The Sports View
As the NFL season comes to a close, personnel decisions are merely beginning for each team.
The most noted change thus far is the firing of Minnesota Vikings head coach Dennis Green. This decision was made after a dismal year for the NFC team.
Green has been the head coach for the purple people eaters for the past 10 seasons. During these seasons the team has made several playoff appearances, in fact only two seasons have passed that the team has not been in post season play under Green. During this time, the Vikings have captured four divisional titles under Green's command.
This is the first season in Green's career as head coach for the Vike's that the team has finished below 50 percent. This fact raises the question, why fire Denny Green?
The Vikings have two more years on Green's contract, however the team's management feels that it is time to shut the door to a legacy. This decision is because of a season which ended with the Vikings record being only 5-10 for the season.
After a decade of great football, Green's team just did not make it big in the NFL this past season. For this, the head coach is the man to be punished for this record.

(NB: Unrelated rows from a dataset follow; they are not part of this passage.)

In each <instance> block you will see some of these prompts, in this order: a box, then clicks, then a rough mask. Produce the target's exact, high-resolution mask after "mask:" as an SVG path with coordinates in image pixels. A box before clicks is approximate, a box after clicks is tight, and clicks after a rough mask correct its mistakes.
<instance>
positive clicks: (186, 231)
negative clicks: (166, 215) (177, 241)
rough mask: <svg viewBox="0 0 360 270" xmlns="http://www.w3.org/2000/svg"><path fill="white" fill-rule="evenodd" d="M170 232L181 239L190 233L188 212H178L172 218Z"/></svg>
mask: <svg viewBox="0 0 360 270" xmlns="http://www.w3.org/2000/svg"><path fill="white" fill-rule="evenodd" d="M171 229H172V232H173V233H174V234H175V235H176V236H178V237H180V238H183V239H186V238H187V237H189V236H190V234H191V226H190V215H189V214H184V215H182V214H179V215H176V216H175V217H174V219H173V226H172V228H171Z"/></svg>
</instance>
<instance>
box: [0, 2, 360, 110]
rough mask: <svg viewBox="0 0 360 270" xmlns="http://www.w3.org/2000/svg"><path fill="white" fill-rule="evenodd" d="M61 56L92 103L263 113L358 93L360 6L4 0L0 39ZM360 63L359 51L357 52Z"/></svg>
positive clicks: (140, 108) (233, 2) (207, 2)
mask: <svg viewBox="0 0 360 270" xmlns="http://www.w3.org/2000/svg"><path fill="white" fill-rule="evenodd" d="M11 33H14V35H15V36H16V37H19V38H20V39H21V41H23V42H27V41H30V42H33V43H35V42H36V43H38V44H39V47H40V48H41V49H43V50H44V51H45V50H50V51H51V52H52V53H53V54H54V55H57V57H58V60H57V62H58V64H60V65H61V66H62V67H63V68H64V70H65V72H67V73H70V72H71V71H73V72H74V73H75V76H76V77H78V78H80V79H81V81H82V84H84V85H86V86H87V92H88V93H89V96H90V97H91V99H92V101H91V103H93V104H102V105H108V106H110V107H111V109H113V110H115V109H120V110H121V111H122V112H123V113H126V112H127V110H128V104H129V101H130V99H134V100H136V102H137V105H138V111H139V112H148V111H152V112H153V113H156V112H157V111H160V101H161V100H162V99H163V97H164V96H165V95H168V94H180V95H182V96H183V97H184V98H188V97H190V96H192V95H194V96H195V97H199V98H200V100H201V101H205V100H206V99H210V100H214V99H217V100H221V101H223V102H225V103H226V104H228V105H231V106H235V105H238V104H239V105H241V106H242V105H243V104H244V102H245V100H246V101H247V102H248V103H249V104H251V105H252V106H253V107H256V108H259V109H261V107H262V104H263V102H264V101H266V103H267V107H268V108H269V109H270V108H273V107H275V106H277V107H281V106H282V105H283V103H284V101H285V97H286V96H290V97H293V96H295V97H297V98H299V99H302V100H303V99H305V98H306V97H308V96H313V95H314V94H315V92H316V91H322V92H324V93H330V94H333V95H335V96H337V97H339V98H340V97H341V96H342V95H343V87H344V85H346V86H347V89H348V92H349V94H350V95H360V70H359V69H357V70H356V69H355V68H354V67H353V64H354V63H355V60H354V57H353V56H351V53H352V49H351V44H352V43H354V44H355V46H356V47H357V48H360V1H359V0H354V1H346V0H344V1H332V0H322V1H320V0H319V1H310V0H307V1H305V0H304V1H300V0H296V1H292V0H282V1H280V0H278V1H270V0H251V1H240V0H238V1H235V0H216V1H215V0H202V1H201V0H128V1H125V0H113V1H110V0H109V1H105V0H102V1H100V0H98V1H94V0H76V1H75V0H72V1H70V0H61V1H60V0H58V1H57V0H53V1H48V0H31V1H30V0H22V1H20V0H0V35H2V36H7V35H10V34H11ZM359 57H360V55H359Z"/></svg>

I personally think that the Vikings are slitting their own throats. Coach Green is a highly regarded coach who knows the game of football better than most. This is a man who lives and breathes the game of football, and is also just a nice guy.
I think that if the Vikings are that set on having a better season next year, they must first look at the players, not the coach.
The Vikings main man, Randy Moss has elevated himself upon a high and mighty throne this season. According to Moss when questioned about the dismal season, Moss responded, "I play when I want to play." What kind of attitude is that to have? I guess if you're a multimillion dollar player who gets paid the boo-goo bucks whether you play or not, you earn an instant ego.
What the Vikings should do is not fire Denny Green and instead, lower the players wages for games that they decide to play poorly in. Maybe this would ensure that the team and its individual players give 110 percent every game, and not just when they feel the urge to.
Maybe by monitoring players performance, the team will save some cash and ensure that big name athletes earn their money just like the rest of the working class of America.
The losing season does not always lie on the coaches shoulders. Sometimes the material the coach has to work with is the real problem.